Current Conditions during time of accident. clear skies, warming temperatures with up to 15 inches of new snow deposited previous night.
BY TOM GROTE
Four backcountry cross-country skiers narrowly avoided serious injury or death on Saturday when they were swept away by an avalanche northeast of McCall.
One minor injury was reported in the accident, which left two of the skiers with just a foot and an arm visible, said John Groom, a forecaster with the Payette Avalanche Center who interviewed the victims.
"They are very lucky; it could have turned out very differently," Groom said.
None of those involved in the incident wanted to be identified, but Groom said there were five people in the group, including three from McCall.
The skiers rode by snowmobile into Lake Fork Canyon about six miles from the end of the paved portion of Lick Creek Road, Groom said.
The party arrived at a location south of Beaverdam Peak where they decided they would spend the day skiing. But first they dug test pits in the snow to determine avalanche danger, a standard precaution.
The test pits showed there was a good chance of an avalanche being triggered by the skiers, but they decided to set out anyway and stay on shallow slopes, Groom said.
"It was a blue-sky day," he said. "There was two feet of powder that fell in the last day or two - it was the lure of the powder that took them into a place they should not have gone."
At about noon, three men and one woman in the party were skiing at about 7,600 feet while the fifth person, a man, took photos from below, Groom said.
The first skier heading uphill triggered the avalanche about 30 yards above them.
The slide, estimated at 50 feet wide and up to six feet deep, knocked the skiers off their feet and swept them downhill a couple hundred feet before halting, he said.
Two of the skiers were buried for up to a minute until the other two skiers could dig them out. Only an arm of one skier was visible, while only a hand of the other skier could be seen above the snowy rubble, Groom said.
People wearing skis tend to be dragged down by an avalanche, and one skier reported a ski and boot pulled from their leg, he said.
One of the skiers suffered a dislocated shoulder, but the party was able to move everyone to safety without the need to call rescuers, Groom said.
Three members of the party had undergone advanced avalanche training, and all the skiers carried locator beacons, shovels and poles to find buried victims.
However, the party would have only had time to successfully dig out one skier if they were buried under several feet of snow.
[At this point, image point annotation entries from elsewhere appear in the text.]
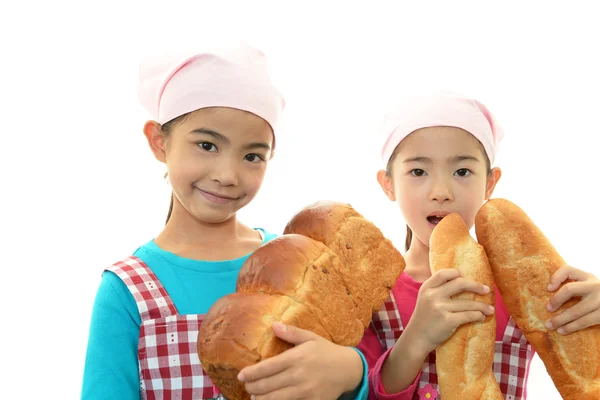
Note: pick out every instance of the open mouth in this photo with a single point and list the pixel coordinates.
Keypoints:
(434, 220)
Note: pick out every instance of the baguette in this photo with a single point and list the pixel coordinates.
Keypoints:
(523, 261)
(464, 362)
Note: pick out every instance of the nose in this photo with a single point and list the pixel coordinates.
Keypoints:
(225, 172)
(441, 191)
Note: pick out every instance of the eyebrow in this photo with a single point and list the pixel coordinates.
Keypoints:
(223, 138)
(452, 160)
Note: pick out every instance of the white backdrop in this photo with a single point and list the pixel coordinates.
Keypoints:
(81, 189)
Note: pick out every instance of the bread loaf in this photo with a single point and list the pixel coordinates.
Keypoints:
(299, 281)
(310, 273)
(523, 261)
(237, 332)
(464, 362)
(369, 258)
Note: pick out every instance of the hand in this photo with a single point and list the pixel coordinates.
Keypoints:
(581, 315)
(314, 369)
(437, 315)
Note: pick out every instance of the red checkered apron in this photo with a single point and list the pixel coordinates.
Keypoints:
(167, 353)
(511, 359)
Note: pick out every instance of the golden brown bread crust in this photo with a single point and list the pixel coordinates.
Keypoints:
(464, 362)
(237, 332)
(327, 277)
(310, 273)
(371, 260)
(523, 260)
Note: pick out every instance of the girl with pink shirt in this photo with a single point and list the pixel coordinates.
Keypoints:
(439, 155)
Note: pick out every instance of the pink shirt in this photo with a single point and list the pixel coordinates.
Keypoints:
(511, 360)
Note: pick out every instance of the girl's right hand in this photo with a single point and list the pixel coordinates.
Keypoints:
(437, 315)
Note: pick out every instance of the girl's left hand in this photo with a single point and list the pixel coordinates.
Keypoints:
(314, 369)
(583, 314)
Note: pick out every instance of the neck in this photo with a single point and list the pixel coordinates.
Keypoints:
(184, 231)
(417, 261)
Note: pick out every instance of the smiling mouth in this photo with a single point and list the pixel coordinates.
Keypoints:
(215, 198)
(434, 220)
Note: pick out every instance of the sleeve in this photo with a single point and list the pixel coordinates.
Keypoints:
(362, 391)
(111, 365)
(375, 355)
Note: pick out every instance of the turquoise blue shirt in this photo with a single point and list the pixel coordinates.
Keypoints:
(111, 364)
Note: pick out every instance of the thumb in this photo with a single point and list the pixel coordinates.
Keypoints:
(292, 334)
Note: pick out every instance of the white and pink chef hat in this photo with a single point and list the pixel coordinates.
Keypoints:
(235, 76)
(441, 109)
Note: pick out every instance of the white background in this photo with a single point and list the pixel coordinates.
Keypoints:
(81, 189)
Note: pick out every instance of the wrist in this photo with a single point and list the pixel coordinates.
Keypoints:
(353, 376)
(418, 345)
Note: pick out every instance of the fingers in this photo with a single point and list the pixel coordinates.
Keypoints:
(462, 284)
(589, 304)
(266, 368)
(470, 305)
(441, 277)
(270, 384)
(586, 321)
(564, 273)
(568, 291)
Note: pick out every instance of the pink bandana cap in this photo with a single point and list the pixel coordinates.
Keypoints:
(234, 76)
(441, 109)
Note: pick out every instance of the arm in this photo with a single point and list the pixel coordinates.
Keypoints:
(111, 364)
(436, 317)
(377, 356)
(313, 368)
(360, 392)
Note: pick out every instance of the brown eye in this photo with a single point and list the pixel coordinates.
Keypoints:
(207, 146)
(254, 158)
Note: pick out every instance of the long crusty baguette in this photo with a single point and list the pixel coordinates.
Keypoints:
(464, 361)
(523, 260)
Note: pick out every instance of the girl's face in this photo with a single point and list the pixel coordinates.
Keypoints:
(216, 159)
(437, 171)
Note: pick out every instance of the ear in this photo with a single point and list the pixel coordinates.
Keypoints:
(492, 181)
(156, 140)
(385, 182)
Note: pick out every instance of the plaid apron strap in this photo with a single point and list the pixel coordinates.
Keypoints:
(151, 298)
(387, 323)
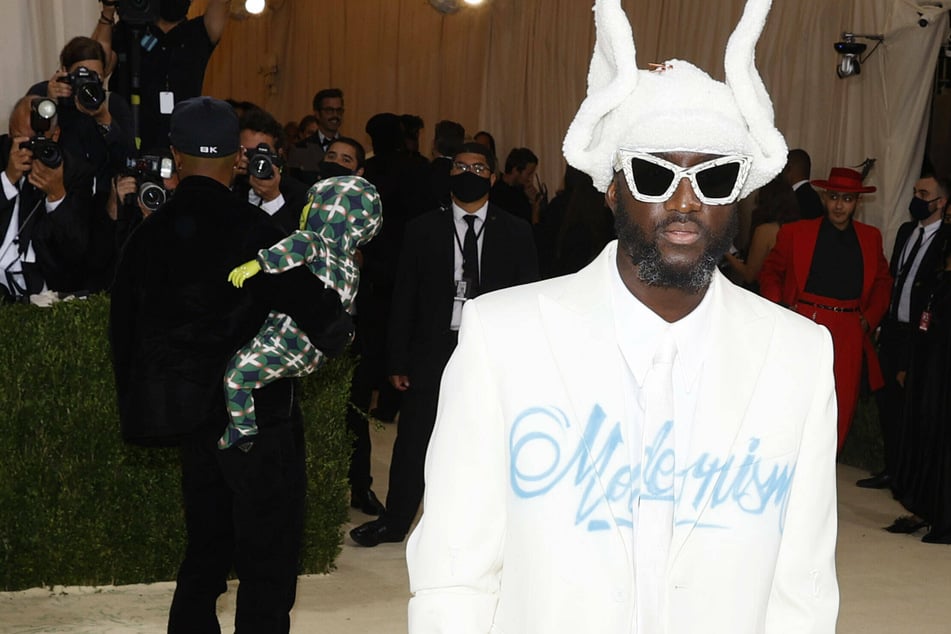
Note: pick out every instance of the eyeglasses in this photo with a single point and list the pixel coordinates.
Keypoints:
(479, 169)
(837, 196)
(651, 179)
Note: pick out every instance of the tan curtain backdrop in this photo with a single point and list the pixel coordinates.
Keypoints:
(517, 68)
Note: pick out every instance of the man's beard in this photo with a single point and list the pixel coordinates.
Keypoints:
(651, 267)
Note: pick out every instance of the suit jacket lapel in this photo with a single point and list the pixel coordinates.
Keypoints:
(805, 247)
(725, 396)
(589, 362)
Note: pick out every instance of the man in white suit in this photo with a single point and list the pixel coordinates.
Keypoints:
(640, 447)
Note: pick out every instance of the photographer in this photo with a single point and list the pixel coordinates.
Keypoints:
(137, 193)
(258, 174)
(45, 206)
(172, 52)
(96, 127)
Any other buried skier would have died from suffocation before they could be reached, Groom said.
The conditions that caught the ski party as well as a Lewiston snowmobiler near Brundage Mountain on March 1 are the result of a long dry spell that started in January.
The snow is especially unstable on north and northeast facing slopes at higher elevations, he said. Fresh snow falling on top of the weaker snow set up prime avalanche conditions.
The dangerous conditions likely will remain until the spring thaw, but Groom did not discourage snowmobilers and cross-county skiers from venturing into the mountains.
Conditions should be relatively safe as long as travelers avoid high-elevation slopes facing north and northeast, he said.